“Beyond the Scrabble Word List” at IndieCade East

N-Webz and me at IndieCade East

N-Webz and me at IndieCade East

I gave a talk titled “Beyond the Scrabble Word List” at IndieCade East last weekend. It was a great experience! I’m very grateful to the IndieCade East organizers for giving me a chance to talk at such an amazing event. And such an awesome venue! I’ve never given a presentation on a screen quite as big as the screen in the Museum of the Moving Image’s Redstone Theater.

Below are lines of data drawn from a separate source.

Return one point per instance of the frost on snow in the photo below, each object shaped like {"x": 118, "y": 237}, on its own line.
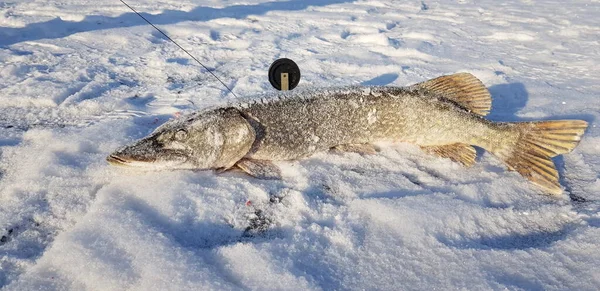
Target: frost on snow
{"x": 78, "y": 80}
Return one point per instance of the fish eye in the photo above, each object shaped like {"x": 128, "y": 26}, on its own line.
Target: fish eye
{"x": 181, "y": 134}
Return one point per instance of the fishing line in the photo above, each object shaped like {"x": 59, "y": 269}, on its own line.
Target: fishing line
{"x": 191, "y": 56}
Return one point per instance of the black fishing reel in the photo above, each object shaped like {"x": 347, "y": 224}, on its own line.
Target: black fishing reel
{"x": 284, "y": 74}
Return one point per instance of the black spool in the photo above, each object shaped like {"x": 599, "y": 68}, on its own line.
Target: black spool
{"x": 281, "y": 66}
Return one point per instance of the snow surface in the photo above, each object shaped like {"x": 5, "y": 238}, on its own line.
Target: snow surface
{"x": 81, "y": 78}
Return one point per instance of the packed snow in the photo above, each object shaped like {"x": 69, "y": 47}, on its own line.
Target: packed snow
{"x": 79, "y": 79}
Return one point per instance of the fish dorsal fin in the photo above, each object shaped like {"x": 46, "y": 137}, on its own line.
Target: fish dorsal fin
{"x": 462, "y": 88}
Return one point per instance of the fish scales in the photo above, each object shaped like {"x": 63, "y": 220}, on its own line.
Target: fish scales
{"x": 357, "y": 115}
{"x": 444, "y": 116}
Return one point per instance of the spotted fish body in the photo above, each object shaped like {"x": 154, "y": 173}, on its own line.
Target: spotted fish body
{"x": 444, "y": 116}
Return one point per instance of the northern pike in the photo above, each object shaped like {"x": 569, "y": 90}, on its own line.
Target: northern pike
{"x": 444, "y": 116}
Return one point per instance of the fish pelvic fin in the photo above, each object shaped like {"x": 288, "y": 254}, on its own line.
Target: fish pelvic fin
{"x": 458, "y": 152}
{"x": 538, "y": 142}
{"x": 462, "y": 88}
{"x": 261, "y": 169}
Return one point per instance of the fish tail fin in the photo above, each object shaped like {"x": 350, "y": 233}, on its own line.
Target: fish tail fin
{"x": 537, "y": 144}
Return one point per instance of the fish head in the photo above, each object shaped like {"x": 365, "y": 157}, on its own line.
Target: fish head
{"x": 206, "y": 140}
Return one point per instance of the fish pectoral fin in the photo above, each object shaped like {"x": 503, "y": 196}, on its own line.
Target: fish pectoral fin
{"x": 261, "y": 169}
{"x": 462, "y": 88}
{"x": 361, "y": 148}
{"x": 458, "y": 152}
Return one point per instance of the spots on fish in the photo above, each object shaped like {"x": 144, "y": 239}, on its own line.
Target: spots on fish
{"x": 372, "y": 116}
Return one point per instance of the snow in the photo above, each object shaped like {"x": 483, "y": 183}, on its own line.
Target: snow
{"x": 79, "y": 79}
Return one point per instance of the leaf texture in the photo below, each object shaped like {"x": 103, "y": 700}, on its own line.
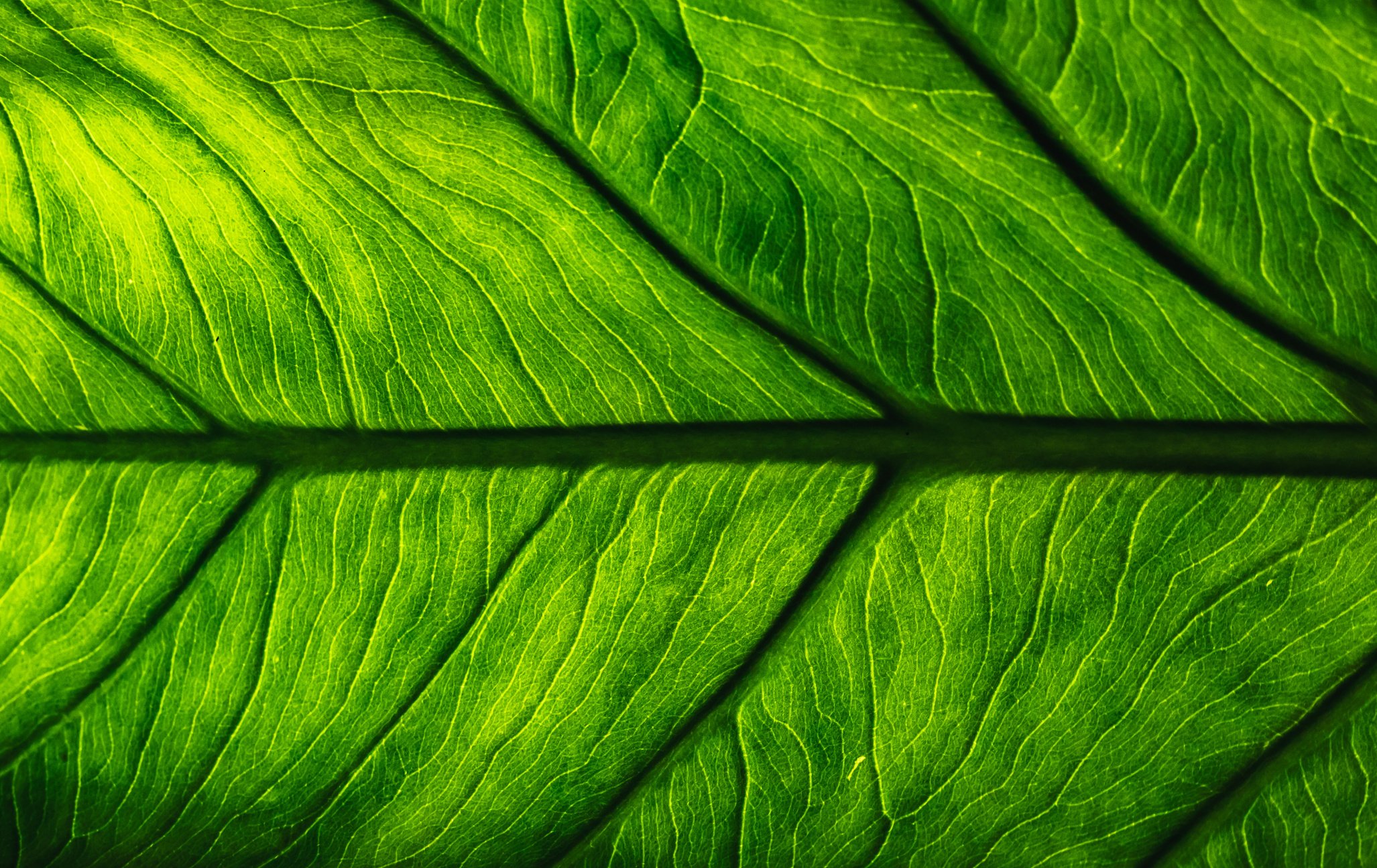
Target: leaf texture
{"x": 1022, "y": 672}
{"x": 835, "y": 163}
{"x": 453, "y": 666}
{"x": 686, "y": 433}
{"x": 1244, "y": 131}
{"x": 345, "y": 231}
{"x": 1318, "y": 813}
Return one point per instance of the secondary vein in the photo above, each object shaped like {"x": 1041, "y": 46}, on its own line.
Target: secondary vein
{"x": 884, "y": 399}
{"x": 1143, "y": 228}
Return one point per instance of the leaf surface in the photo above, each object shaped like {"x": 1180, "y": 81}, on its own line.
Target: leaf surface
{"x": 1021, "y": 672}
{"x": 1242, "y": 131}
{"x": 709, "y": 433}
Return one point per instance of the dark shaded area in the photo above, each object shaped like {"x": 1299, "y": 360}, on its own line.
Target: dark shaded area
{"x": 155, "y": 617}
{"x": 968, "y": 444}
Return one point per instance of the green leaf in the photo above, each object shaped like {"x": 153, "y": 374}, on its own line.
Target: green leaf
{"x": 709, "y": 433}
{"x": 1025, "y": 670}
{"x": 1319, "y": 812}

The gist of the talk is this: Scrabble’s rules and structure reward players who can spell words that are difficult to learn and difficult to spell. Being good at Scrabble is therefore an ersatz measure of “literacy.” But “literacy” isn’t a neutral concept; prescriptivism is a form of oppression and literacy is a privilege. The (implied) conflation of “being a good Scrabble player” and “being a good person” is one of the reasons that Scrabble (and other word games) can cause so much contention and bad feelings in play. One solution is to design word games with the same assistive technologies that people use in real life to cope with the difficult learning curve of the English language, like spellcheck and autocomplete.

The slides and notes (including citations) for the presentation are downloadable here.

The ideas in the talk are very raw, and reflect my own evolving thought on the topic. I’m not totally satisfied with the completeness of my own critique, and certainly the solutions I’ve proposed for the problem are very rudimentary. But I’ve gotten a lot of good feedback on the talk so far and welcome further comments!